Gladys's outfit today was a cranberry-and-beige flowered skirt with a cranberry-colored blouse, and the stones in her earrings, necklace, and bracelets were a deep expensive blue, mounted in the dull gleam of real gold. Charlie wondered why anyone bothered to murder old ladies on Schwinns or perhaps even artists in Ferraris when Gladys Bergkvist walked around offering a fortune for a simple mugging.

“So, what are the searchers having for dinner tonight?”

“Dill, spinach, tomato, and sprout quiche Dijon, asparagus artichoke vinegarette, fresh garlic-onion bread, and lemon honey yogurt Grape-Nut parfait, with a choice of fresh-ground Kona coffee or Celestial Seasonings herb teas. Same as the special on the board up there.”

“Grape-Nut?”

“Gives it crunch,” Gladys assured her. “Tomorrow, by six-thirty, Rose'll have scrambled eggs, fresh cinnamon rolls, fresh-squeezed orange juice, fresh-baked herb and bran buns with all-fruit sweetenings, hot bagels with cream cheese—the works—in that van ready to go. She and the help don't sleep much this time of year.”

“No meat it sounds like.”

“Not at the institute. Not allowed. But a lot of the guys, especially, crawl out the windows at night and hit here for cheeseburgers and fries. And before that, the searchers staying at the bed-and-breakfasts or the tourist cabins have come in for dinner.”

“Bet you sell a lot of paintings at the Scandia when all the searchers are in town, huh?”

Gladys winked again. “And prints. Especially the seascapes.
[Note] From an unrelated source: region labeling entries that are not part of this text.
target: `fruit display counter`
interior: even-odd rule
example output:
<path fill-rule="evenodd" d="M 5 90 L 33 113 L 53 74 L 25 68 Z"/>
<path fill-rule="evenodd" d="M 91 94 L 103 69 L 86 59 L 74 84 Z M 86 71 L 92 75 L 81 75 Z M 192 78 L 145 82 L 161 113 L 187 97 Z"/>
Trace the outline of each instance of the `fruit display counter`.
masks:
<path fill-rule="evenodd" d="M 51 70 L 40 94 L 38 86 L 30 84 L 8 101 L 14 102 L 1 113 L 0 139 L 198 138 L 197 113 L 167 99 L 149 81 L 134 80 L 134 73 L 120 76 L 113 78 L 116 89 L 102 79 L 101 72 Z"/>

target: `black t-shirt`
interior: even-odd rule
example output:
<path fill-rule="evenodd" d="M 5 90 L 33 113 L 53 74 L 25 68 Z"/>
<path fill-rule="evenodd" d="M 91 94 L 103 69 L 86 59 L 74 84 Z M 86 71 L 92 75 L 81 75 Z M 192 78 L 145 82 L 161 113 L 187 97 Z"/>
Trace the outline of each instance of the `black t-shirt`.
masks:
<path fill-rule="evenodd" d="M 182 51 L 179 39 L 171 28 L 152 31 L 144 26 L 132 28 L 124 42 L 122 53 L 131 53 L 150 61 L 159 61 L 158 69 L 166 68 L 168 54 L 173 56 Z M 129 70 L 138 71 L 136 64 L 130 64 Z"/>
People want to take home a piece of the point after an emotionally satisfying and consciousness-titillating experience at the institute. There's usually four or five rich widows in each bunch that want the originals. Stuff's not art, it's photographs in oil paint, but they eat it up. And Michael's slightly spooky stuff just knocks 'em out.” Gladys pondered that a moment, sprouted fresh tears for Michael, and went behind the bar to refill her drink.

Gladys's face-lift had not been successful. That had never been more apparent.

“Will Olie be able to find a replacement for Michael?” Charlie asked.

Wet mascara zigzagged down Gladys's pudgy cheeks and she shook her head, gulped scotch. Rose came around the partition from the kitchen, her face greasy with sweat and stress. The van must have left successfully loaded because the kitchen had quieted. Rose put an arm around Gladys's shoulders and squeezed. The dyed-black and bleached-beige heads leaned close together and looked back at Charlie with identical expressions.

“Sisters?” Charlie ventured.

“Half.” Rose led her half sister back to her stool and fixed Charlie another drink on the house. “Were you out there? Did you see Michael?” When Charlie nodded, Rose asked, “Was he really dead? For sure?”

Charlie nodded again, finished her old drink, and started the new, trying to push away the mind shot of Michael Cermack half out of the red Ferrari with surf suds sticking in his hair.

Gladys choked off a sob. “He must have been drunk.”

It was the sheriff of Moot County who came to pick up Charlie. He looked the color of abused aluminum again and glanced pointedly from Charlie to Gladys to Rose.